A osteoporose é uma doença silenciosa que reduz a densidade dos ossos e aumenta o risco de fraturas, mas muitos hábitos comuns aceleram esse processo sem que a pessoa perceba. Baixa ingestão de cálcio, deficiência de vitamina D, sedentarismo, consumo excessivo de café e uso prolongado de corticoides estão entre os principais fatores que passam despercebidos no cotidiano. Conhecer esses gatilhos é o primeiro passo para preservar a saúde óssea e evitar complicações mais graves na maturidade.
Por que a baixa ingestão de cálcio enfraquece os ossos?
O cálcio é o mineral estrutural do tecido ósseo, e quando a alimentação não fornece a quantidade adequada, o organismo retira esse nutriente dos próprios ossos para manter funções vitais, como contração muscular e coagulação. Com o tempo, esse processo reduz a densidade óssea e favorece o surgimento da osteoporose.
Segundo a Sociedade Brasileira de Endocrinologia e Metabologia, adultos precisam de cerca de 1.000 mg de cálcio por dia, e essa necessidade aumenta após os 50 anos. Manter uma dieta rica em cálcio com leite, iogurte, sardinha e vegetais verde-escuros é fundamental para preservar a estrutura do esqueleto ao longo da vida.
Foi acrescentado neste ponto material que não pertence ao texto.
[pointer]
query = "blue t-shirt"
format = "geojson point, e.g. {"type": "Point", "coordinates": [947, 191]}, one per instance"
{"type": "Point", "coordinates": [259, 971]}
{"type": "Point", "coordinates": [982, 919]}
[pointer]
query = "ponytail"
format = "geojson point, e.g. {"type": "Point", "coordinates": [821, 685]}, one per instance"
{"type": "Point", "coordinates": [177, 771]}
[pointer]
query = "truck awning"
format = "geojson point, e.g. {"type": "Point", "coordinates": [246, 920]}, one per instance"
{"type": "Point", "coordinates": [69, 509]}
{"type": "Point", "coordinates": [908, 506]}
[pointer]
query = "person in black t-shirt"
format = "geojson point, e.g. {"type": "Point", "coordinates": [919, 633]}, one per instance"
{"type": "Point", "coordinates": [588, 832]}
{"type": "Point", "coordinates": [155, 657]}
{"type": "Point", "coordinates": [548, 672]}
Como a falta de vitamina D compromete a saúde óssea?
A vitamina D é responsável por permitir que o cálcio ingerido seja absorvido pelo intestino e fixado nos ossos. Sem ela, mesmo uma alimentação equilibrada perde eficácia, e o risco de fragilidade óssea aumenta significativamente ao longo dos anos.
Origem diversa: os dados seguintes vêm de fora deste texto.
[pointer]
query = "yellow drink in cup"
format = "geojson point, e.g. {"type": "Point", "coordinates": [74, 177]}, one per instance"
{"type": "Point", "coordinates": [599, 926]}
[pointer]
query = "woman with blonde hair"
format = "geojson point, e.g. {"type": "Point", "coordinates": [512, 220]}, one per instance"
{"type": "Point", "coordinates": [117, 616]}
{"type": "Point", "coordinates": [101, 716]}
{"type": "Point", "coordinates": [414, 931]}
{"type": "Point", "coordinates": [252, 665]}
A principal fonte dessa vitamina é a exposição solar moderada, mas a rotina em ambientes fechados e o uso constante de protetor solar reduzem essa produção natural. Nesses casos, a suplementação pode ser recomendada pelo médico, especialmente em idosos e pessoas com pele mais escura.
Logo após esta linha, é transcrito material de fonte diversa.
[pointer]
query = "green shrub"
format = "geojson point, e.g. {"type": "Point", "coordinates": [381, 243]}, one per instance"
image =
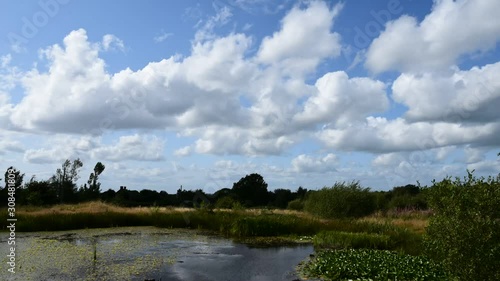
{"type": "Point", "coordinates": [372, 265]}
{"type": "Point", "coordinates": [351, 240]}
{"type": "Point", "coordinates": [464, 231]}
{"type": "Point", "coordinates": [341, 201]}
{"type": "Point", "coordinates": [296, 205]}
{"type": "Point", "coordinates": [226, 202]}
Quais hábitos do dia a dia aumentam o risco de osteoporose?
Alguns comportamentos rotineiros parecem inofensivos, mas contribuem de forma direta para a perda progressiva de massa óssea. Confira os principais:
- Sedentarismo, pois a ausência de estímulo mecânico reduz a formação de novo tecido ósseo e acelera a reabsorção;
- Consumo excessivo de café, acima de quatro xícaras diárias, que aumenta a excreção de cálcio pela urina;
- Tabagismo, que interfere na produção de hormônios protetores dos ossos;
- Consumo elevado de álcool, que prejudica a absorção de nutrientes essenciais;
- Dietas muito restritivas, que limitam a oferta de proteínas e minerais importantes para o esqueleto.
O que um estudo científico revela sobre corticoides e osteoporose?
O uso prolongado de corticoides orais é uma das causas mais frequentes de osteoporose secundária, pois esses medicamentos reduzem a atividade das células que formam osso novo e aumentam a reabsorção óssea. Uma revisão publicada no periódico Nature Reviews Rheumatology analisou as evidências disponíveis e confirmou que o efeito dos glicocorticoides sobre o esqueleto depende diretamente da dose e do tempo de uso.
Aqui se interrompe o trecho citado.